EDIT: Here is Servae's answer in more detail, but I still couldn't fill all of the details without computational aid:
Lemma: $$[\mathbb{Z}[i]/(13^{2021})]^*=\{a+bi+(13^{2021}) | a+bi+(13)\in [\mathbb{Z}[i]/(13)]^* \:\text{and}\: a,b\in [1,...13] \}+13\mathbb{Z}[i]/(13^{2021})$$ Proof: Indeed, if $a+bi+(13^{2021})\in [\mathbb{Z}[i]/(13^{2021})]^*$, we have:
$$13^{2021}|(a+bi)z-1\Rightarrow 13|(a+bi)z-1\Rightarrow a+bi+(13) \in [\mathbb{Z}[i]/(13)]^*$$
Reciprocally, if we have $a+bi+13x+(13^{2021})$ on the right handside, this is such that $(a+bi)z-1=13k$, we have $(a+bi+13x)z-1=13\hat{k}$ and taking the 2021-th power:
$$(a+bi+13x)Z-1^{2021}=13^{2021}\hat{k}^{2021}\Rightarrow a+bi+13x +(13^{2021})\in [\mathbb{Z}[i]/(13^{2021})]^* \quad \quad \square$$
$13\mathbb{Z}[i]/(13^{2021})$ has $(13^{2020})^2$ elements.

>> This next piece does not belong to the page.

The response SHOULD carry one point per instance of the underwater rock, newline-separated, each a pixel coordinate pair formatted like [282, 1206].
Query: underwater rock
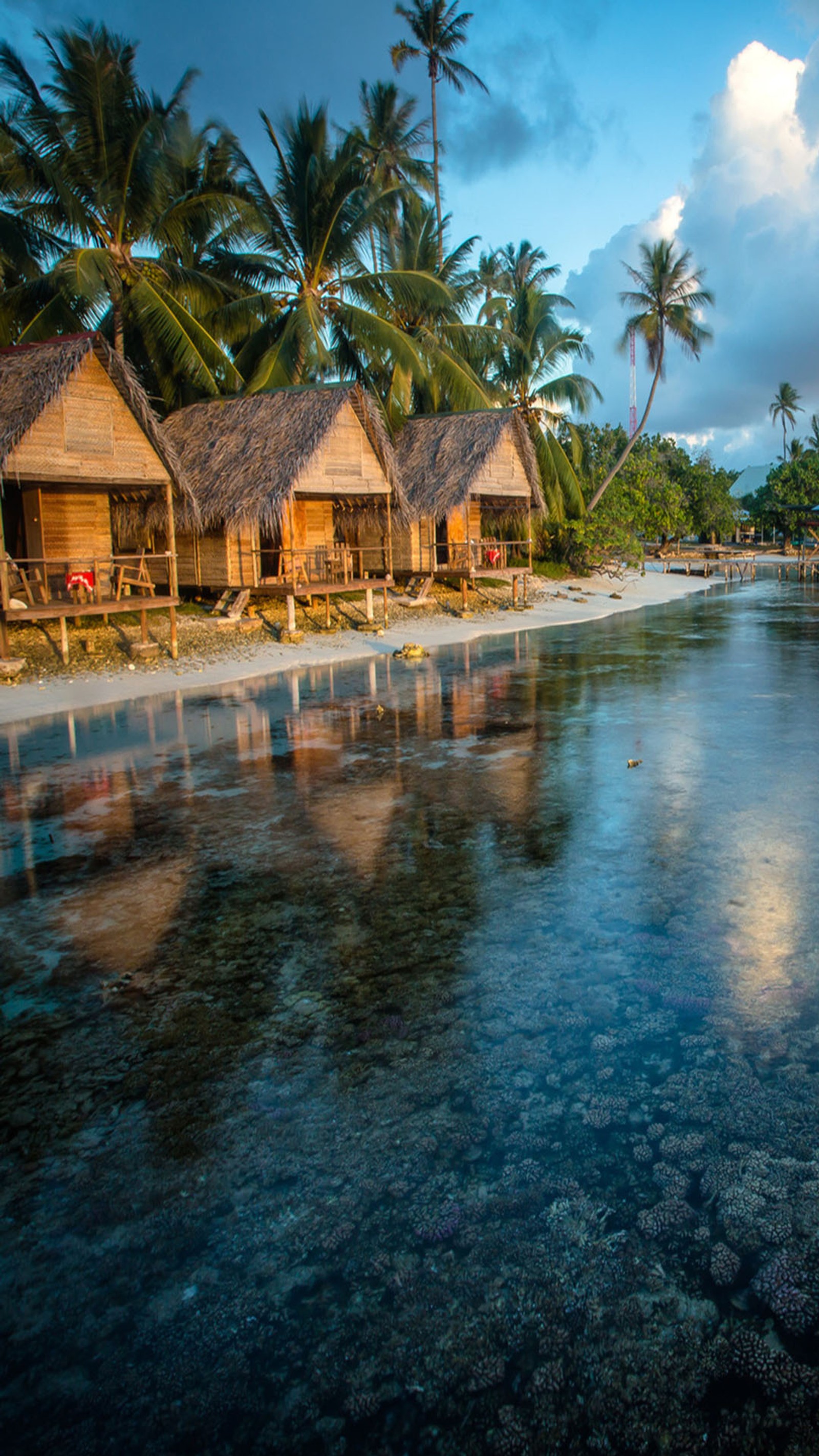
[779, 1286]
[725, 1266]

I was only able to count the number of units in $[\mathbb{Z}[i]/13]^*$ numerically. If anyone has a clever argument, I would like to see it. Here is the matlab code if anyone is interested:
close all
clear all
clc
Ziquotient13=[];
k=1;
for l=1:13
for m=1:13
Ziquotient13(k)=l+i*m;
k=k+1;
end
end
units=[];
k=1;
for l1=1:length(Ziquotient13)
for l2=1:length(Ziquotient13)
num=Ziquotient13(l1)*Ziquotient13(l2);
if mod(real(num),13)==1 & mod(imag(num),13)==0
units(k)=Ziquotient13(l1);
k=k+1;
end
end
end
display(length(units))
With this code, $[\mathbb{Z}[i]/13]^*$ has $144$ elements. Hence, there are in total $144\cdot (13^{2020})^2$ units in $\mathbb{Z}[i]/(13^{2021})$
Here is a sketch of an approach that you can make precise yourself: The natural map $$\varphi:\ \Bbb{Z}[i]/(13^n)\ \longrightarrow\ \Bbb{Z}[i]/(13),$$ is a ring homomorphism, so it maps units to units. Its kernel is precisely $13\Bbb{Z}[i]/(13^n)$ so the units are contained in the set $$(\Bbb{Z}[i]/(13))^{\times}+13\Bbb{Z}[i]/(13^n).$$ On the other hand $13\in\Bbb{Z}[i]/(13^n)$ is nilpotent, so if $u\in\Bbb{Z}[i]/(13^n)$ is a unit then so is $u+13x$ for any $x\in\Bbb{Z}[i]/(13^n)$. This shows that $$(\Bbb{Z}[i]/(13^n))^{\times}=(\Bbb{Z}[i]/(13))^{\times}+13\Bbb{Z}[i]/(13^n).$$ Then it remains to determine $(\Bbb{Z}[i]/(13))^{\times}$, which should not be too difficult.